Macs, when used as stone stock simple servers, tend to be fairly reliable, with uptimes on the order of years for some older (Pre-PowerPC) systems I'm personally aware of.
Macs become unstable when you dump a crapload of extensions, control panels, fonts, third party software, plugins for third party software, plugins for plugins for third party software, and, well, you get the drift.
Clear the cruft out of the system folder, use only proven, reliable third party software and damn little of it, and the lowly and much maligned Mac can keep cranking the bits month after month with the younicks big boys. Figure in some scheduled downtime every so often for a pre-emptive reboot, and it will be spiffy for as long as they're up there.

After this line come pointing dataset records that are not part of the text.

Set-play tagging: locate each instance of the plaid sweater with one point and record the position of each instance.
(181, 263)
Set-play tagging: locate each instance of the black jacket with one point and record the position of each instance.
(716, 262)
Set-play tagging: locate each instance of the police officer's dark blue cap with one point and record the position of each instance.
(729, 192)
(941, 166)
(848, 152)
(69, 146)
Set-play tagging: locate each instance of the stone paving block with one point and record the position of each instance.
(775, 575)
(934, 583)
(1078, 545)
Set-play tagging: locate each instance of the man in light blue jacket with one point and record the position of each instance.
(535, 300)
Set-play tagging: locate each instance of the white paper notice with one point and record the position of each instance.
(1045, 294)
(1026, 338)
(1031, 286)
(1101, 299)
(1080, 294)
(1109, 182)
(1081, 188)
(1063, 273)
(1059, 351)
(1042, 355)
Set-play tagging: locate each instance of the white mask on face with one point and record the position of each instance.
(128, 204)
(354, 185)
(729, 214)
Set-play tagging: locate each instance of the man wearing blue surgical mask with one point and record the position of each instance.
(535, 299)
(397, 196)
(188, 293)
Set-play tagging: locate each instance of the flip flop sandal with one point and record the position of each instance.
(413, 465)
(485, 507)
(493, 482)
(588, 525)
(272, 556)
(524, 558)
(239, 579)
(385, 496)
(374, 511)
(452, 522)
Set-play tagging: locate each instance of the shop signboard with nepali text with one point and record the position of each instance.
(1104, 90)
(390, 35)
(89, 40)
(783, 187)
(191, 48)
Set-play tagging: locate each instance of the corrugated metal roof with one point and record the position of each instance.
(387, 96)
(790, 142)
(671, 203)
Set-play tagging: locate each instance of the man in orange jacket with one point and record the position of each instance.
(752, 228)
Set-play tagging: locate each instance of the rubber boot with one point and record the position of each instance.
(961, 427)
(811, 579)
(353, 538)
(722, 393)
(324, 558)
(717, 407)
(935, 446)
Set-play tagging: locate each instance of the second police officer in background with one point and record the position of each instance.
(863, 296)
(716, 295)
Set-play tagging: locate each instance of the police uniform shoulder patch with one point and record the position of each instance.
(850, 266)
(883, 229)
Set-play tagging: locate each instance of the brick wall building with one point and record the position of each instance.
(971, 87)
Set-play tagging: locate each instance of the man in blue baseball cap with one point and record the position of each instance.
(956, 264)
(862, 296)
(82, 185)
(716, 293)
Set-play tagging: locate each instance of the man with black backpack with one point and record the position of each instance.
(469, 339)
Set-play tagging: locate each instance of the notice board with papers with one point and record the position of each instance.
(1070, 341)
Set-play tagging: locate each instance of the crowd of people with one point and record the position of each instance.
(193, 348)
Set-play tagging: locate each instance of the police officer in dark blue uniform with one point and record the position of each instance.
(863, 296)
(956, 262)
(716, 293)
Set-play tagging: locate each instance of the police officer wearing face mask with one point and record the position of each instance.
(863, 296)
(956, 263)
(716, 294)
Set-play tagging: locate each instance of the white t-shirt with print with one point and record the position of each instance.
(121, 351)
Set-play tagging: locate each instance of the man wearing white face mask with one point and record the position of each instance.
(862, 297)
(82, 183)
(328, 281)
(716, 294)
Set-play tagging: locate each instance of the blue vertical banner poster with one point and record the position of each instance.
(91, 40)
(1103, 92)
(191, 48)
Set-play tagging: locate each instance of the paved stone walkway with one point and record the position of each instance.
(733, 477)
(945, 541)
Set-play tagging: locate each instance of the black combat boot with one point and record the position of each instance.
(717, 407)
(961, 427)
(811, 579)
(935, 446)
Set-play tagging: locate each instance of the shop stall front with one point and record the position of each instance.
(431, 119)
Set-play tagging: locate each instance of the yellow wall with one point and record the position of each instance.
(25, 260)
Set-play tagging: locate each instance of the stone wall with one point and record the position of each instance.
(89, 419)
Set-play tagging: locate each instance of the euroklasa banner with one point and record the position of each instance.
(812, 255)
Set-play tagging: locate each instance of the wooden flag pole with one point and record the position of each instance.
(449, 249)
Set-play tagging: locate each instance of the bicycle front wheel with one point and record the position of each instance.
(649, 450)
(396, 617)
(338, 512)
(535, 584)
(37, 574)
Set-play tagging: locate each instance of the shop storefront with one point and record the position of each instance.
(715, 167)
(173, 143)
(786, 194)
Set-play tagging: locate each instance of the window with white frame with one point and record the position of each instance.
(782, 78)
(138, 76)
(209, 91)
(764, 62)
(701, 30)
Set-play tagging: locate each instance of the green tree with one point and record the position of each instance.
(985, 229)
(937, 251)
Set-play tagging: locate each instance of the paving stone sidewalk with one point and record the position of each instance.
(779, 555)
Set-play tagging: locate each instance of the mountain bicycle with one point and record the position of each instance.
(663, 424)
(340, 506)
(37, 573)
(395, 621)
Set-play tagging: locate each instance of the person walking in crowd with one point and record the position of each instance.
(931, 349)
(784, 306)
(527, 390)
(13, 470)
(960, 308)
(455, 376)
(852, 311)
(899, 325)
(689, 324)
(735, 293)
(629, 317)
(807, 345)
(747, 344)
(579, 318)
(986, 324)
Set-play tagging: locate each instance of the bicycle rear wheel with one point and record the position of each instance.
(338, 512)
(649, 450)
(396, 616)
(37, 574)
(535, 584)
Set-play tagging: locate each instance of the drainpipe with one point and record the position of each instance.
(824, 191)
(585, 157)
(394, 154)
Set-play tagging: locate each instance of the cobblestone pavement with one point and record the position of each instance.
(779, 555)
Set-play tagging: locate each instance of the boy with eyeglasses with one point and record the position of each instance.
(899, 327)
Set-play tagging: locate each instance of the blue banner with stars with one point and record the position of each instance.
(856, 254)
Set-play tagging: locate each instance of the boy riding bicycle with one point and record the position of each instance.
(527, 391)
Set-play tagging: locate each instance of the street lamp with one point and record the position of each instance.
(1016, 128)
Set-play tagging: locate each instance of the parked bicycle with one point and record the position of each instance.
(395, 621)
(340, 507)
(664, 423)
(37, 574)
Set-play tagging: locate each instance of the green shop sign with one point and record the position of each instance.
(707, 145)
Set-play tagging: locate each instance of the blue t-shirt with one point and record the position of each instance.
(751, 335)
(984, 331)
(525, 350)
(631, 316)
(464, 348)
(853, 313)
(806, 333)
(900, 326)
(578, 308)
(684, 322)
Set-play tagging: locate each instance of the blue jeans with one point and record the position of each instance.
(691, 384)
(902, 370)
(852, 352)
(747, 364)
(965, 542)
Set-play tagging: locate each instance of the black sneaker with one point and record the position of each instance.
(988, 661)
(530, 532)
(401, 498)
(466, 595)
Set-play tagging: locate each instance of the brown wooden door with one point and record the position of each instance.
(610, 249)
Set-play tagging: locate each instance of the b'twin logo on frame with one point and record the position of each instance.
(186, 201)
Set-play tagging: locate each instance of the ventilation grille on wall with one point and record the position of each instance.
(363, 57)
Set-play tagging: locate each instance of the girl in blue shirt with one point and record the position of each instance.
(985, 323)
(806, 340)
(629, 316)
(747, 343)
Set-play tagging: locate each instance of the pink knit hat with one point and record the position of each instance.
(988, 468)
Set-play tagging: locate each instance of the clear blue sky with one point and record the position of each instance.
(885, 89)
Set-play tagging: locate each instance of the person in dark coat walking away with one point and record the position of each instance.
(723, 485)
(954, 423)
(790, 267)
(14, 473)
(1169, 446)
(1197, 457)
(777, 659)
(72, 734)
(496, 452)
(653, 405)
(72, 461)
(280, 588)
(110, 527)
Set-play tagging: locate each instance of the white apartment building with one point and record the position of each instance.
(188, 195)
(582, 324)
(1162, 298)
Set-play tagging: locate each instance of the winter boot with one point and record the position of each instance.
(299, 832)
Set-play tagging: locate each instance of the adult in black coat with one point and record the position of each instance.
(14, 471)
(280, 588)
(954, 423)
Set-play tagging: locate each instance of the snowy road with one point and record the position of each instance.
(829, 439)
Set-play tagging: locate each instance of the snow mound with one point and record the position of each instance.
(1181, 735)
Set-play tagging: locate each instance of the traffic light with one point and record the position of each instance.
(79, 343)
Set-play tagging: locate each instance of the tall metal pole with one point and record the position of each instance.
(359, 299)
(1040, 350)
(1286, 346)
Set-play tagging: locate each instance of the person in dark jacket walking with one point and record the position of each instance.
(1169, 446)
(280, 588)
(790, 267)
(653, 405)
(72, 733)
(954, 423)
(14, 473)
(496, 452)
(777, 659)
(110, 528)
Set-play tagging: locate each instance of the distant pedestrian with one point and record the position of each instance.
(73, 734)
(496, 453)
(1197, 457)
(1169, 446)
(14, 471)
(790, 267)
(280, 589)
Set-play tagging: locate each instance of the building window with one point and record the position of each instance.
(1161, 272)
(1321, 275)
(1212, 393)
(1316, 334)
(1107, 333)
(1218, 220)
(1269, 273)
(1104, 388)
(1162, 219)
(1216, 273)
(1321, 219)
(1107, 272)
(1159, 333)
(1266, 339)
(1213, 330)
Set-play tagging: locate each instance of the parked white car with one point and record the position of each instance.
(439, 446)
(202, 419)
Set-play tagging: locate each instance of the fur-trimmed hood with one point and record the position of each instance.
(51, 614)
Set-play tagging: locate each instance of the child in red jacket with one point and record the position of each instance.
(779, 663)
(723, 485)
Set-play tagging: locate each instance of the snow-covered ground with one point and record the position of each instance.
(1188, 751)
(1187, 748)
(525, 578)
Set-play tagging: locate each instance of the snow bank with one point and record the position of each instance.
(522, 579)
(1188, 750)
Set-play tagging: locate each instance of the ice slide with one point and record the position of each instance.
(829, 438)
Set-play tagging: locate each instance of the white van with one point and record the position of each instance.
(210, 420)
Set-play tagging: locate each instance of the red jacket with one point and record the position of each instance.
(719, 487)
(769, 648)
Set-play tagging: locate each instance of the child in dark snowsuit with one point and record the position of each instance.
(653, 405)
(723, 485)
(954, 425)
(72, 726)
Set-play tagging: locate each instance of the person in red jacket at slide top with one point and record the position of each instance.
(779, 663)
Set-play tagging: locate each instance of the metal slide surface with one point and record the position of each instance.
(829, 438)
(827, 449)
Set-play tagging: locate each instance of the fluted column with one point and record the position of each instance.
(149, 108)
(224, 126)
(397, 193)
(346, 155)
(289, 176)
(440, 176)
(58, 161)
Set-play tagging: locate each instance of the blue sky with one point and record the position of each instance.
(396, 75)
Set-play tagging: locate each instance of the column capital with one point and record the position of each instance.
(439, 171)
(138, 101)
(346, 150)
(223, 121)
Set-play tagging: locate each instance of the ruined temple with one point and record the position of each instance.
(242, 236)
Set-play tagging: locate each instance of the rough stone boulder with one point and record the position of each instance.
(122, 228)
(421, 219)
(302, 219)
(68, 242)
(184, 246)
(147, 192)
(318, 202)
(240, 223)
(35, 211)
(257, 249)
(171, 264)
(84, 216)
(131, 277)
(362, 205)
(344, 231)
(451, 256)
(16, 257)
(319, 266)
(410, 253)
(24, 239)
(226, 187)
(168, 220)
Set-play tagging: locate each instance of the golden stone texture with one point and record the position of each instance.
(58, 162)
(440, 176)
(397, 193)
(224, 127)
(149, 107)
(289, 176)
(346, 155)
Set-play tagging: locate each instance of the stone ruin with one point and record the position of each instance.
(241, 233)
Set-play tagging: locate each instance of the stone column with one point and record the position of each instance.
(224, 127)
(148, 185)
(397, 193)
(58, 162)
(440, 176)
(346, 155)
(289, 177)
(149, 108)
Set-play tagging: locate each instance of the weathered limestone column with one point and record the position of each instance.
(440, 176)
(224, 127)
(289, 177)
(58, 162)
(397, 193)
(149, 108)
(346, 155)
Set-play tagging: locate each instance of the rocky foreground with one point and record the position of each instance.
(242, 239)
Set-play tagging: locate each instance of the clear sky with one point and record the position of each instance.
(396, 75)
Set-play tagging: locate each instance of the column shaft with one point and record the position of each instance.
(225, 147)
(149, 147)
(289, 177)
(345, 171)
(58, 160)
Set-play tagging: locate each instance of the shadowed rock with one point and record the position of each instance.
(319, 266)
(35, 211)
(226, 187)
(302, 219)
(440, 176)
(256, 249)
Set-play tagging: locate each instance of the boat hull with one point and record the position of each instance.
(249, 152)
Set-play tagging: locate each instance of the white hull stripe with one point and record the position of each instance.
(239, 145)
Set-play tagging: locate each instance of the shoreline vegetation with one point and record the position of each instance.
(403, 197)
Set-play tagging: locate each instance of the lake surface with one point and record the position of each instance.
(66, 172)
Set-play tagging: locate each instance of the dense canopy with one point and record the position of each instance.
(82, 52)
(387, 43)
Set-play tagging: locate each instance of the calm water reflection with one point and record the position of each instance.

Why bother putting up with three minutes downtime out of a week? Security. You can lock a mac down harder than a Unix or windows box. Simplicity. Configuring these bad boys will be a breeze. Plus, tools like RealBasic and Applescript make coding applications and scripts painless and powerful...without sacrificing reliability.
Put anything that says "Netscape" or "Quark" on there, and the mission is doooooooomed!
Just 'cuz the consensus has it that Macs are inherently unreliable, doesn't mean it's neccesarily true, or that the "unreliability" is a liability to steep to be surmounted. Question consensus, and do a little thinking and research for yourself.